Drohnen gehören heute – wie früher die Pferde – zur Kriegsführung. In einer speziellen Ausbildung der Schweizer Rekrutenschule lernt eine kleine Gruppe junger Rekrutinnen und Rekruten den Umgang mit beidem. Sie sind als Patrouillenreiter unterwegs und überwachen das Gelände.
Das Zusammenspiel von Tier und Drohne muss geübt werden. Weil für ein Pferd erstmal alles, was neu ist, Angst mache, müsse es sich an die Drohne gewöhnen, sagt ein junger Rekrut. Zusammen mit seinem Kollegen übt er hier am Waldrand eine Aufklärungsmission.
Auf Pferde setzt die Armee schon lange. Zu Spitzenzeiten vor 100 Jahren waren es Zehntausende Tiere. Heute hat die Armee nur noch 300 Pferde. Sie werden vor allem für die Gebietsüberwachung eingesetzt. Zum Beispiel bei kritischen Infrastrukturen mit grossem Perimeter, wie dem Flughafen Zürich, wo es nicht viele Wege um die Landebahn hat.
«Das Pferd kann sich schneller fortbewegen als die Fusspatrouille», sagt Kommandant Kim Schätti.
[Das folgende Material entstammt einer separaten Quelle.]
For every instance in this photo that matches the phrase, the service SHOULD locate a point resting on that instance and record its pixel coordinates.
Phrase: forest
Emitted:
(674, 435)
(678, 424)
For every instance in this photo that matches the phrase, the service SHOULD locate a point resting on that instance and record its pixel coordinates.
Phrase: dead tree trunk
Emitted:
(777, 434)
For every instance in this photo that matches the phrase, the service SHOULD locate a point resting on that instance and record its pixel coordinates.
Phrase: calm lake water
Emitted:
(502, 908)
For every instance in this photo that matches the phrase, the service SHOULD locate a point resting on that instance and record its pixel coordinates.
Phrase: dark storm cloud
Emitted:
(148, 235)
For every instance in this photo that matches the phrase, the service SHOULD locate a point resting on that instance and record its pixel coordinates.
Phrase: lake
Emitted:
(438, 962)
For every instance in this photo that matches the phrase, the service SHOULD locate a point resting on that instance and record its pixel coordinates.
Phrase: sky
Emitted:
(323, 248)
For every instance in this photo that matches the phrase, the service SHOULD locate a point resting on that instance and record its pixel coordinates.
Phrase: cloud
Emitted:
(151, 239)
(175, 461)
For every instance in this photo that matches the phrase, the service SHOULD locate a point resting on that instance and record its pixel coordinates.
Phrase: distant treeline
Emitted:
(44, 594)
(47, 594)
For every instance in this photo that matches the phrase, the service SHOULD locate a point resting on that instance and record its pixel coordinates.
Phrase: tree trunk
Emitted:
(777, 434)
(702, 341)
Er ist für die Armeetiere verantwortlich. Pferde könnten in unübersichtlichem und unwegsamem Gelände schnell und relativ lautlos reagieren.
Drohnen dagegen sind eine ziemlich neue Technik. Damit können Soldaten auch in der Nacht ein Gelände überwachen. Die Drohne hat eine Wärmebildkamera. So sind Menschen und Tiere im Dunkeln erkennbar, weil sie wärmer sind als die Umgebung.
Rund die Hälfte der Armeepferde sind im Raum Bern untergebracht. Unter anderem in Schönbühl, wo Reiterinnen und Reiter und auch die Pferde ausgebildet werden.
«Pferde können eine Leistung erbringen, die sonst niemand erbringen kann», sagt Kim Schätti. Die Drohne sei eine optimale Ergänzung - die Kombination besser als ein Helikopter. Dadurch sei man flexibler und könne mehrere Standorte gleichzeitig überwachen. Die berittenen Patrouillen können also grossflächig eingesetzt werden.
In jeder Schweizer Rekrutenschule werden rund 16 Rekruten zu Patrouillenreitern ausgebildet.